Ingredients
Scale
- 2 cups cooked boneless, skinless chicken breasts (shredded or diced)
- 1 medium onion (finely chopped)
- 3 cloves garlic (minced)
- 1 cup bell peppers (chopped)
- 1/4 cup fresh cilantro (chopped)
- 10 pre-made empanada dough discs
- Salt and pepper to taste
- 2 tbsp olive oil
Instructions
- Preheat oven to 400°F (200°C). In a skillet, heat olive oil over medium heat. Sauté onions and bell peppers until soft; add minced garlic until fragrant.

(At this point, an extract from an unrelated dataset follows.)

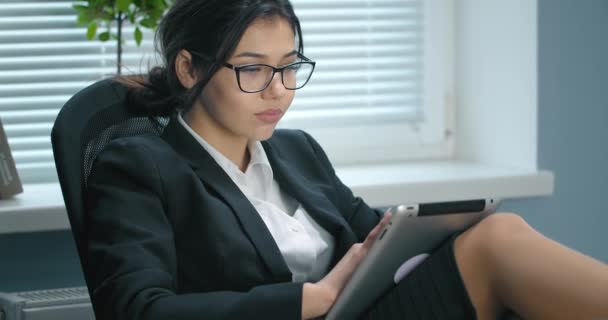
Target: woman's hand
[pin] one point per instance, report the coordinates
(319, 297)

- Stir in shredded chicken, salt, and pepper. Mix well and incorporate chopped cilantro before removing from heat.
- Place about two tablespoons of filling in the center of each empanada dough disc. Fold and crimp edges to seal.

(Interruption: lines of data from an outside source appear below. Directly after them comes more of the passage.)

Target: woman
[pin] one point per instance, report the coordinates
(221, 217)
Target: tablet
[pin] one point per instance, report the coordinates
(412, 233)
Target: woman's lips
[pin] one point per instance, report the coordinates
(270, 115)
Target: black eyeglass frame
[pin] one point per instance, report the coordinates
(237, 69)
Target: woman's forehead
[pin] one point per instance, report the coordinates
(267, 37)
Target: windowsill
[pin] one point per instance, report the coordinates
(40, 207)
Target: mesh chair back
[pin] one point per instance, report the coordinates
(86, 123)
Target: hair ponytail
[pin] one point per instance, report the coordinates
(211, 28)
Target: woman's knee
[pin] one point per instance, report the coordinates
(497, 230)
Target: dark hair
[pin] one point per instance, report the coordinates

- Arrange on a parchment-lined baking sheet, brush lightly with olive oil, and bake for 20-25 minutes or until golden brown.
- Let cool slightly before serving warm with your favorite dipping sauce.
- Prep Time: 15 minutes
- Cook Time: 25 minutes
- Category: Appetizer/Main
- Method: Baking
- Cuisine: Latin
Nutrition
- Serving Size: 1 empanada
- Calories: 210
- Sugar: 1g
- Sodium: 320mg
- Fat: 10g
- Saturated Fat: 1.5g
- Unsaturated Fat: 7g
- Trans Fat: 0g
- Carbohydrates: 22g
- Fiber: 2g
- Protein: 9g
- Cholesterol: 40mg
Keywords: For added flavor, marinate the chicken before cooking. Feel free to substitute chicken with beef or vegetables based on your preference. Experiment with spices such as cumin or smoked paprika for an extra kick.